Probate is a lawsuit filed in a local court after the client passes away. In Latin, the word "probate" means "proving the Will." Simply stated, it is the legal process of settling an estate under the jurisdiction of the Probate Court. Upon the client’s death, once the Will is admitted to the Probate Court, it becomes a part of the public records. Then the “executor” or “administrator” will gather and inventory the client’s property, pay the debts, and everything left over will be divided among the client’s heirs. While the executor or administrator is responsible for "probating" the Will, the process is generally controlled by the court and a probate attorney. Texas has an efficient and generally cost effective probate process provided the decedent has a properly drawn Texas Will. Only assets titled in the decedent's name will pass according to a will and are probated. Non-probate assets titled in the name of a trust, jointly held assets, or accounts naming a beneficiary, are not probated.
Types of Probate Proceedings
Texas has several types of probate proceedings, which are different in the time required and expense. There are different kinds of probate procedures, depending upon the nature of the decedents assets whether the decedent has a valid Texas will, and total dollar value of the assets. The most common processes are as follows:
The most time efficient and cost effective probate procedure for mid-size to large estates. A valid Last Will and Testament is admitted to probate and Letters Testamentary are issued. Unsecured creditors are served with the Notice to Creditors. Secured creditors are also notified and may in turn file a Statement of Claim. The Independent Executor appears in Court to qualify then files and Inventory with the Court but otherwise acts “independent” of Court oversight.
This probate procedure is used when an estate has numerous debts or if the Will does not name an independent executor or the named agent does not qualify as an independent executor. All actions in a dependent administration require court action in order to take the action. This is usually the most costly and time consuming proceeding.
Determination of Heirship - "Intestate"
If decedent dies without a valid Will, the court will determine who the heirs are based upon Texas Law. This will require “notification” of all potential heirs. This may also result in a dependent administration. This can be a costly and inefficient means of distributing an estate. The State of Texas plan for heirship provides for different distributions to various heirs based upon degree of blood relationship and type of property. These issues can be eliminated with a Will.
Muniment of Title, Small Estate Administration, Affidavit of Heirship, and several other proceedings may be instituted. (Call our office for details.)
These proceedings are in many cases, solutions to cases where there are very few assets, no Will was probated within the required 4 years or as “curative” measures. They are typically much less efficient than an Independent Administration.

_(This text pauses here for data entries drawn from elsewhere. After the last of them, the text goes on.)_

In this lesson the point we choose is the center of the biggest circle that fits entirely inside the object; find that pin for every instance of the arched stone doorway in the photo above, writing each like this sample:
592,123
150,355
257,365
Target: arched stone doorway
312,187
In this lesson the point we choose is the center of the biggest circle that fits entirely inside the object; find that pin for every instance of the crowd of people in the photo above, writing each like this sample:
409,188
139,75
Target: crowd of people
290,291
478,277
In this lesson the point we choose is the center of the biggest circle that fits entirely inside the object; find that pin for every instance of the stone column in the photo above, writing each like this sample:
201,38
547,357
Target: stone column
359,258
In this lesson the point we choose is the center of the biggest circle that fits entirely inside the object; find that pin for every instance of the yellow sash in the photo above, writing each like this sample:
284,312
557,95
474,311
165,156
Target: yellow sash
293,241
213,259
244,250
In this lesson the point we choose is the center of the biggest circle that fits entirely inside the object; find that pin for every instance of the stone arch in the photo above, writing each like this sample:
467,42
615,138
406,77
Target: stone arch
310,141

Depending upon the gross value of the assets of the estate, inclusive of insurance and other “non-probate” assets, federal estate tax may be due. The gross estate includes trust assets, life insurance, assets held in the decedent's name, jointly held property, accounts designating a beneficiary, life insurance, annuities, etc. The estate tax return (IRS form 706) is due 9 months after death.
Can Probate be avoided?
Probate can be avoided with careful planning. There are several techniques available that enable an estate to avoid the time, expense, and public nature of a probate. But the most comprehensive and streamlined way to avoid probate is by placing assets in a Revocable Living Trust, because trust assets, in most situations, can be distributed to beneficiaries almost immediately after the death of the trust-maker (i.e., Grantor).